Cependant, malgré cet important succès, le traité de l'Elysée doit être perçu comme un échec. Les deux premiers volets du programme, rarement évoqués lors des commémorations, prévoyaient une large coordination des politiques extérieures et de défense des deux Etats. La mise en œuvre de cette double collaboration n'a eu lieu qu'en de rares domaines - avant tout des échanges d'officiers et quelques programmes d'armement - et n'a duré que peu de temps. En juillet 1964 déjà, le sommet de Bonn sonnait le glas du rapprochement politique et militaire prévu dans le traité de l'Elysée.

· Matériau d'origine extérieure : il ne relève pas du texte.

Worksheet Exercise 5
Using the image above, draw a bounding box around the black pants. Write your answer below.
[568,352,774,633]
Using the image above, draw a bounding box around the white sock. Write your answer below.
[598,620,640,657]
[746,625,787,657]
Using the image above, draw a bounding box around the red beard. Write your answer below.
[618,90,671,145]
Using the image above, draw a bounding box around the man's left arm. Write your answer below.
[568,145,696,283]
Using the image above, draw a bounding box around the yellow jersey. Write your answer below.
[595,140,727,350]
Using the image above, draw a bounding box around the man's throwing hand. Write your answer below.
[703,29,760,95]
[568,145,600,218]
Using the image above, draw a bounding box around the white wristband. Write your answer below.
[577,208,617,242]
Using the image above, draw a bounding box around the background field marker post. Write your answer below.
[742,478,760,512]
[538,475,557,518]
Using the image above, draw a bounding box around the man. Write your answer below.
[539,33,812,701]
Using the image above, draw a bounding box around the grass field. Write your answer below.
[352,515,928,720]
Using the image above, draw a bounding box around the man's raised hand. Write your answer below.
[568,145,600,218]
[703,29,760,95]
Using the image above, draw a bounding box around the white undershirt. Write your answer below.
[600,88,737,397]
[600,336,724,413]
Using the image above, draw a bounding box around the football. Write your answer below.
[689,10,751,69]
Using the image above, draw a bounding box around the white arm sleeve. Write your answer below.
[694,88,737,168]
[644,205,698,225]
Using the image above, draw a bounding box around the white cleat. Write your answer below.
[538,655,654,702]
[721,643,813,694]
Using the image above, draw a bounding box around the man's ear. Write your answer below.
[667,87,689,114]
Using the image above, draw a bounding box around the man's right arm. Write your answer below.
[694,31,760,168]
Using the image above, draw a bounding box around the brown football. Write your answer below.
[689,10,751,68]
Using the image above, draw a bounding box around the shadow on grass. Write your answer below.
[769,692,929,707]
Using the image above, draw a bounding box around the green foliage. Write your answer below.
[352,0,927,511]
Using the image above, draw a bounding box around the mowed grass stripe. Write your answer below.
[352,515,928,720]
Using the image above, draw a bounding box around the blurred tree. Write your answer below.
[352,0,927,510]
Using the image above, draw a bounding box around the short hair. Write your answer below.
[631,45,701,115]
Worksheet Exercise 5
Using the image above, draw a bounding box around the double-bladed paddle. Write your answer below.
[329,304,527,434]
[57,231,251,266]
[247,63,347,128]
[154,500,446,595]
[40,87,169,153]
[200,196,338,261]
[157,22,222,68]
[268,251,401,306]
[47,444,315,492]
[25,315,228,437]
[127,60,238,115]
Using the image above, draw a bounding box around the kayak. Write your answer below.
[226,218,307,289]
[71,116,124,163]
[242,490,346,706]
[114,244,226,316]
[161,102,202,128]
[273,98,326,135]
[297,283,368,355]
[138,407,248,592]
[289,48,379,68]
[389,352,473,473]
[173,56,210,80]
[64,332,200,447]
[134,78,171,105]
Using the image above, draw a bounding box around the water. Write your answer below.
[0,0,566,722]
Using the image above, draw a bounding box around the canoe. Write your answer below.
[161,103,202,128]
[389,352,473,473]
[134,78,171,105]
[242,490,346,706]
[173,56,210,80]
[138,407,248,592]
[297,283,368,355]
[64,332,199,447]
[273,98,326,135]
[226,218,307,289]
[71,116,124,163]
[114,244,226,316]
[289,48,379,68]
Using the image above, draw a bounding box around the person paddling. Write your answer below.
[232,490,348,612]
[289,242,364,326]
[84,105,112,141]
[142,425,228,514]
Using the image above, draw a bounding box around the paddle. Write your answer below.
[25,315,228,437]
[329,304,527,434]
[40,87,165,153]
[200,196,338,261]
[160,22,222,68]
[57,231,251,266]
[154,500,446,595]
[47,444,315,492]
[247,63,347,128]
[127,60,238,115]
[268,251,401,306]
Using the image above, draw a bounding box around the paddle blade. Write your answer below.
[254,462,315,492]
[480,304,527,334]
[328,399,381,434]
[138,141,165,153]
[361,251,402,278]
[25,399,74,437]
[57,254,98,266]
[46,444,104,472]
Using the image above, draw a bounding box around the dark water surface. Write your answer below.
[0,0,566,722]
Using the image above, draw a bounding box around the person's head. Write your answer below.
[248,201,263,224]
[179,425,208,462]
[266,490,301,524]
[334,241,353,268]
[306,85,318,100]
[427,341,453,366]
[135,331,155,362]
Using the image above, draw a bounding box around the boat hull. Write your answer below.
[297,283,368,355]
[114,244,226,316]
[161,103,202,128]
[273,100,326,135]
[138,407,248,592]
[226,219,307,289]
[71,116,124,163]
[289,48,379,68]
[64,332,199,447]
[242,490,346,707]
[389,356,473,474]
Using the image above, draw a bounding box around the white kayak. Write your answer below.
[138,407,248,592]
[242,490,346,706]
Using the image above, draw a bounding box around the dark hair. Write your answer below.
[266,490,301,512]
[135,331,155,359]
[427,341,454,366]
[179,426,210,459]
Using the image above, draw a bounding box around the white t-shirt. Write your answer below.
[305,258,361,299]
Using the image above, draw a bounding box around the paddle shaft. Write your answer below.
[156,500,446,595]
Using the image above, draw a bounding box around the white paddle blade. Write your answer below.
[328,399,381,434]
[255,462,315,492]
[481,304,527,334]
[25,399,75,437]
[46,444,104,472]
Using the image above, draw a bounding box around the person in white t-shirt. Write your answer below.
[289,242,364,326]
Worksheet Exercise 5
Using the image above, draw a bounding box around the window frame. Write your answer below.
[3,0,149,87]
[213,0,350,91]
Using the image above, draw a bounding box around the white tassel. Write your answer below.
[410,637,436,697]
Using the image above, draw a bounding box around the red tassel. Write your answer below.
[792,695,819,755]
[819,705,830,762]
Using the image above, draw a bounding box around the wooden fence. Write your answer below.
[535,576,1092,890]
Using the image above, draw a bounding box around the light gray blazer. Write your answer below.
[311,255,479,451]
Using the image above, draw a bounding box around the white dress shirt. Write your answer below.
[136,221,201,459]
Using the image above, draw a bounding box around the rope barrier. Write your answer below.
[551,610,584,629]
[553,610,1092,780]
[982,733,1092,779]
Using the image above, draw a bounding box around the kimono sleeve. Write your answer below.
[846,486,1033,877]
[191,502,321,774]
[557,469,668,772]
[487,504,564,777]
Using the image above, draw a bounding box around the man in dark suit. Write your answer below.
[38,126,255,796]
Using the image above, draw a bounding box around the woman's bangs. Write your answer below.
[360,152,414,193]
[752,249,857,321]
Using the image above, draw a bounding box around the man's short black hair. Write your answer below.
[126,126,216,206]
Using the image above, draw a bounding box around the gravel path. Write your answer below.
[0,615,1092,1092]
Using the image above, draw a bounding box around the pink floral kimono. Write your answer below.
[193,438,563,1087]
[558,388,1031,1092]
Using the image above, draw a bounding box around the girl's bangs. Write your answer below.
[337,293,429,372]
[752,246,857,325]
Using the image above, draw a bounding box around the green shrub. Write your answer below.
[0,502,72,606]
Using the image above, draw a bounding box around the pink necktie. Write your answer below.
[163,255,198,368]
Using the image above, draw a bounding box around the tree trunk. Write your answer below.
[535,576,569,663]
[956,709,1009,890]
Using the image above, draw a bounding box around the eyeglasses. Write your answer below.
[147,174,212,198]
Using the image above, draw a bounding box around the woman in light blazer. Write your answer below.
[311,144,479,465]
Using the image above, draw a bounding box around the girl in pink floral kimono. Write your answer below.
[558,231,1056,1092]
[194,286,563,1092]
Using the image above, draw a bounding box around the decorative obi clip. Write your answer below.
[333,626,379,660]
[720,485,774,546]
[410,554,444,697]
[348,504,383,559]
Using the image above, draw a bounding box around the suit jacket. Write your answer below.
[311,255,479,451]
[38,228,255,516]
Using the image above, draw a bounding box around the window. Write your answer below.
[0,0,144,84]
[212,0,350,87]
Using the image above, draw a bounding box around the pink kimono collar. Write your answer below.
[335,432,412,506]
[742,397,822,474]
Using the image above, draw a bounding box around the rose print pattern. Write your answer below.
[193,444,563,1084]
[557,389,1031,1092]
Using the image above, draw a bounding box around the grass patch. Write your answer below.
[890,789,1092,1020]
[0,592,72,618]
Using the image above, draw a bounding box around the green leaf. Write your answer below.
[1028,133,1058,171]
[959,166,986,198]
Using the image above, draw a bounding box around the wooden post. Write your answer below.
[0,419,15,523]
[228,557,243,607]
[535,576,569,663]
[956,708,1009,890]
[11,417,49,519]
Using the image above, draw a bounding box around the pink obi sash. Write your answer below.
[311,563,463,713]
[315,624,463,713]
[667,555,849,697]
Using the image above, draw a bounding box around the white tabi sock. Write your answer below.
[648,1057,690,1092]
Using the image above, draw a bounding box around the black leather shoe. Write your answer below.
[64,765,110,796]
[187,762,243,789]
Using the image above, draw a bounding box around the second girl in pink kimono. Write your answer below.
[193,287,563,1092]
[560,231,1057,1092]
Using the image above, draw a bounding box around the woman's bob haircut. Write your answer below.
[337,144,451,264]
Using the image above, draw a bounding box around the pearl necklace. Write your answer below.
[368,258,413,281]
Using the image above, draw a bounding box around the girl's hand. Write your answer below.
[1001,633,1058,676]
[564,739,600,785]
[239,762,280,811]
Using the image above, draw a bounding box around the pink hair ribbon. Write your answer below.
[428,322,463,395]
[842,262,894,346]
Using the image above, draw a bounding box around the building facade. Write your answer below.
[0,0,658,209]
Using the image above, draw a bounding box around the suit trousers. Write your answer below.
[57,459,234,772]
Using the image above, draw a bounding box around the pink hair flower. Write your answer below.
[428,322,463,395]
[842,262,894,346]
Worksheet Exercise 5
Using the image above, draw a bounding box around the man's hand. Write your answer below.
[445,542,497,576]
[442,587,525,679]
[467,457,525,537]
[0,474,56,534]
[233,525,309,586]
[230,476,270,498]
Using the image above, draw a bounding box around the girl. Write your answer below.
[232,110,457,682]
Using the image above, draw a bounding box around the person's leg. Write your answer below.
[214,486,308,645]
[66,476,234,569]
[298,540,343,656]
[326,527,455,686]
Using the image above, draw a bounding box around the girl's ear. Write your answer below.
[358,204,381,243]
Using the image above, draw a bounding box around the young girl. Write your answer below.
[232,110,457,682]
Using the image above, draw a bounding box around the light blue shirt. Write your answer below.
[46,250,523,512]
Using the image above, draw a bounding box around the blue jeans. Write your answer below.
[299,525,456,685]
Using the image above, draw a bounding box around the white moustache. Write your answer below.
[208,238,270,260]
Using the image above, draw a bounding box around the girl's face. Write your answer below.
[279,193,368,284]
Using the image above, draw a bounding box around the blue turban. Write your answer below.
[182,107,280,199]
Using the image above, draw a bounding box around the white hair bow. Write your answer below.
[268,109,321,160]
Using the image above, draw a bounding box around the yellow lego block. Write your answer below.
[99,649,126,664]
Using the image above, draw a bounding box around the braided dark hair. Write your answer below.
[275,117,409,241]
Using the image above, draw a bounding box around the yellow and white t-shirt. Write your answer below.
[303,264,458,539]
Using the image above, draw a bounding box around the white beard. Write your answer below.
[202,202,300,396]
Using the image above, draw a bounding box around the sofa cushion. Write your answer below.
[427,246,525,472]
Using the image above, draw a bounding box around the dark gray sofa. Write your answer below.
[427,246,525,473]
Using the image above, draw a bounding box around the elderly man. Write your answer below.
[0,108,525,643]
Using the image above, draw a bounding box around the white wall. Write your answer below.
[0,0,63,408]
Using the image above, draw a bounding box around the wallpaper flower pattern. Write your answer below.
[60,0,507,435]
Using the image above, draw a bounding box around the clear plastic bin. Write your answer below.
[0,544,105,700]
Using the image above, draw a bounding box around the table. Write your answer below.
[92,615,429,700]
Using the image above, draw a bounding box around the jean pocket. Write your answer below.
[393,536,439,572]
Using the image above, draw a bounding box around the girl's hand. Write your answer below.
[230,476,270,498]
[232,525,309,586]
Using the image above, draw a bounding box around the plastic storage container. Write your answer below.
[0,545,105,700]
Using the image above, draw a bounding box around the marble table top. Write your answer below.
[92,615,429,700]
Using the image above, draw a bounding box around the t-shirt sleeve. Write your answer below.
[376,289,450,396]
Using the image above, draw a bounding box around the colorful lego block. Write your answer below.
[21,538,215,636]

Les raisons de cet échec sont multiples : pressions américaines qui voyaient d'un mauvais œil la constitution d'un noyau politico-militaire franco-allemand autonome, départ du chancelier Adenauer en automne 1963 qui orienta encore davantage la politique allemande en direction des Etats-Unis, adoption par le Parlement allemand d'un préambule vidant largement le traité de sa substance...

Les différends politiques entre la France et l'Allemagne ne datent donc pas d'hier. Ils constituent même une des caractéristiques des relations entre les deux pays depuis les années 1950, en dépit de remarquables collaborations et d'une véritable réconciliation après un siècle et demi de conflits. Cette dernière, désormais acquise, ne saurait cependant constituer à elle seule la base d'une politique commune pour le futur des relations franco-allemande et la construction de l'Europe.